WOES
- Ovid-Elsie, Michigan; United States;
- Frequency: 91.3 MHz
- Branding: The Polka Palace

Programming
- Format: Polka music

Ownership
- Owner: Ovid-Elsie Area Schools

History
- First air date: April 4, 1978
- Call sign meaning: Ovid-Elsie Area Schools

Technical information
- Facility ID: 50794
- Class: A
- ERP: 550 watts
- Transmitter coordinates: 43°02′46″N 84°23′13″W﻿ / ﻿43.046°N 84.387°W

Links
- Website: WOES Online

= WOES =

Radio station at Ovid-Elsie High School in Ovid-Elsie, Michigan

WOES (91.3 MHz) is a non-commercial educational high school radio station that broadcasts from Ovid-Elsie High School in the U.S. state of Michigan.
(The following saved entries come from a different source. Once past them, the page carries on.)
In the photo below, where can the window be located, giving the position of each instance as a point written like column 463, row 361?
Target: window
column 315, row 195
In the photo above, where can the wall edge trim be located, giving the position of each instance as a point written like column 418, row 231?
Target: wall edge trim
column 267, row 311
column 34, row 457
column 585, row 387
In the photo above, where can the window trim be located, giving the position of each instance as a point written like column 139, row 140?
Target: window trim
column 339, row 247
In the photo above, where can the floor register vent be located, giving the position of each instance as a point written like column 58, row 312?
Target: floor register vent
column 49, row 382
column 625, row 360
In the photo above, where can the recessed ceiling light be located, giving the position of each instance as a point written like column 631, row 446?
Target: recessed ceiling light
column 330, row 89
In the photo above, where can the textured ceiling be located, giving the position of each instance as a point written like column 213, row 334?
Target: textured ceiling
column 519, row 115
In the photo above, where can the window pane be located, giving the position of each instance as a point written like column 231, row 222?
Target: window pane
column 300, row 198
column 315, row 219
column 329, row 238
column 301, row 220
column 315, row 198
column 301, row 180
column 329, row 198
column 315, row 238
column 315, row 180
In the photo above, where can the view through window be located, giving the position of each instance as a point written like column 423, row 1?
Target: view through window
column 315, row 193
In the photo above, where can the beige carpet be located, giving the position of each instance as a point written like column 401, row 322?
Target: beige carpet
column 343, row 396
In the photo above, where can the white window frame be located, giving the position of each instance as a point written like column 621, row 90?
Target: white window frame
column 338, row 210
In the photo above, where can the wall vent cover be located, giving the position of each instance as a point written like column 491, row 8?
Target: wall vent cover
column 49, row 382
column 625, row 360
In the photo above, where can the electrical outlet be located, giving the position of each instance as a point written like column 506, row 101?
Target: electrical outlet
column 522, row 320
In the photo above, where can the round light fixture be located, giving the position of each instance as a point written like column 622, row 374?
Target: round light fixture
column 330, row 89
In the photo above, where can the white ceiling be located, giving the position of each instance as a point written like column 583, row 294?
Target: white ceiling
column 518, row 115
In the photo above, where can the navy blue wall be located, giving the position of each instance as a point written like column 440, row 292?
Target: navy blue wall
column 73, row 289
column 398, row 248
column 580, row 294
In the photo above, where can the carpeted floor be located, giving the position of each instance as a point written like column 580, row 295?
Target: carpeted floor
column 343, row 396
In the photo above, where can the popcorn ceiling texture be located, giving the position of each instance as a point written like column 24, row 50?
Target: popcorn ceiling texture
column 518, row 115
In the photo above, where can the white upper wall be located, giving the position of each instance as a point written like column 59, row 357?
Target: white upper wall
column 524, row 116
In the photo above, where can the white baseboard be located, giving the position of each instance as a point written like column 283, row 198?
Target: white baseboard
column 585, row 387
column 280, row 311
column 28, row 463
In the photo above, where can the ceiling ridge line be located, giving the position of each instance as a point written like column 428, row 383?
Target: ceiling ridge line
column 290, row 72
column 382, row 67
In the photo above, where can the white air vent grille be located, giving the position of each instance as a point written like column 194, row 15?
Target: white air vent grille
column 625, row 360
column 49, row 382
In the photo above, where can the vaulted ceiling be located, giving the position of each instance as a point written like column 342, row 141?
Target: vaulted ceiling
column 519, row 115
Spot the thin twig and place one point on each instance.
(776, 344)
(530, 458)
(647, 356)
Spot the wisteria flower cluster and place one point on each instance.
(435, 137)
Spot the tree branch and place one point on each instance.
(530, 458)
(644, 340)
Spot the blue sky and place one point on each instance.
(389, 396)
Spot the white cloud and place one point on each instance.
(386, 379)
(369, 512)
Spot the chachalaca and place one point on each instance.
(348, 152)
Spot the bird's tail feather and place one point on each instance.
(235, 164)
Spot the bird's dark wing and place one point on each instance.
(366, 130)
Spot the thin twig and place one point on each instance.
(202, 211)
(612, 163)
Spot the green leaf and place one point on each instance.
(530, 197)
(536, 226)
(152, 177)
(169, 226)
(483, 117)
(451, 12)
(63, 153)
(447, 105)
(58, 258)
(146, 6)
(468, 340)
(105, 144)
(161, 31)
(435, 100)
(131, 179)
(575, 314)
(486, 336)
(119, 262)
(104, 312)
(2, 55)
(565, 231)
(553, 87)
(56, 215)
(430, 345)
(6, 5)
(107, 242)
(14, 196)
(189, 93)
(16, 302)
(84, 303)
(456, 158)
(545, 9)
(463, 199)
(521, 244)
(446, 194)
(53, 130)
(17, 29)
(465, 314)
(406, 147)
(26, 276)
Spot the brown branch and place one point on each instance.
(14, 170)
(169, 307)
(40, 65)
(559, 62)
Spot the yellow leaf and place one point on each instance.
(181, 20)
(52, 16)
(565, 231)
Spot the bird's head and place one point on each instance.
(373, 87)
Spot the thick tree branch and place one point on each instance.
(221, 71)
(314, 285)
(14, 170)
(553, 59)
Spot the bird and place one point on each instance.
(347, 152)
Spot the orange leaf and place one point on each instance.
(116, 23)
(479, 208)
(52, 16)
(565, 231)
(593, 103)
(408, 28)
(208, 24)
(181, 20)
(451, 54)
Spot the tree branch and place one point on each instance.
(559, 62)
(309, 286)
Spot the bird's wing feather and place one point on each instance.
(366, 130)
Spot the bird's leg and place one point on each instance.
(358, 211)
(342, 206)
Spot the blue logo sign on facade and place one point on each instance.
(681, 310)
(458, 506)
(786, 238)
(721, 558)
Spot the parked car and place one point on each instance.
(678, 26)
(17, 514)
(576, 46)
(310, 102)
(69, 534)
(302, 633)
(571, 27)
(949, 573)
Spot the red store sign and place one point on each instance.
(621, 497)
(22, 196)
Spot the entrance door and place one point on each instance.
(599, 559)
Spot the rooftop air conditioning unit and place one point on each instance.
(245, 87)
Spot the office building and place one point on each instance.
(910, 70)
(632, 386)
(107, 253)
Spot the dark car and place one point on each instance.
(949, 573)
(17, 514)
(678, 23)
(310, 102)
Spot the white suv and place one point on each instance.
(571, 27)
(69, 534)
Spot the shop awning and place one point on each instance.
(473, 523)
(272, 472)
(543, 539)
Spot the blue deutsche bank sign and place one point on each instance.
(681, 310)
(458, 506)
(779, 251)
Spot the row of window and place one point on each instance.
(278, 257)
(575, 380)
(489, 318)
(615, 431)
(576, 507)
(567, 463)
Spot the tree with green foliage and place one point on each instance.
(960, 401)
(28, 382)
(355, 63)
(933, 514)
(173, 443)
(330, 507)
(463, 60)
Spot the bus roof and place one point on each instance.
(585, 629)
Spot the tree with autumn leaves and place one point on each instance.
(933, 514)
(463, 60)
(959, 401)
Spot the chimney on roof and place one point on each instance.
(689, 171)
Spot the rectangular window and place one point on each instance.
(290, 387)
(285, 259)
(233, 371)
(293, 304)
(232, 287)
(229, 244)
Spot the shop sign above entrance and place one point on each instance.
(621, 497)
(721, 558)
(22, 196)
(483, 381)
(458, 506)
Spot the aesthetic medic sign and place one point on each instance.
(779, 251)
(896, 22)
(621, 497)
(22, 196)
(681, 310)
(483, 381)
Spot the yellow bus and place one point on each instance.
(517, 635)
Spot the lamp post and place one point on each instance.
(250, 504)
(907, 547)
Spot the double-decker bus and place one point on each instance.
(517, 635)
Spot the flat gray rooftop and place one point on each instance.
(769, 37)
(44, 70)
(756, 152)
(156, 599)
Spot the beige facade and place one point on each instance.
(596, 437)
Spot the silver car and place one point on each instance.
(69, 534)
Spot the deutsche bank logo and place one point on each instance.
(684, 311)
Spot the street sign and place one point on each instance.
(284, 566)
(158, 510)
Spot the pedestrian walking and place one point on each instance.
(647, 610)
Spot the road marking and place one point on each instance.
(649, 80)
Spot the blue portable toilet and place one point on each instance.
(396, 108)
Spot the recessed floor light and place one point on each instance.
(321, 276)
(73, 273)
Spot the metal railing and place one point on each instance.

It is known as "The Polka Palace".

WOES began broadcasting radio in the Ovid-Elsie area on April 4, 1978, with 10 watts of power which increased to 553 watts in November 1981. In September 1997, it began broadcasting 24 hours/7 days/365 days per year. Internet radio broadcasting began on May 1, 2000.

WOES is the highest-powered high school radio station in Michigan. It offers a variety of programming including music, news, and sports. Hosts include student and community DJs.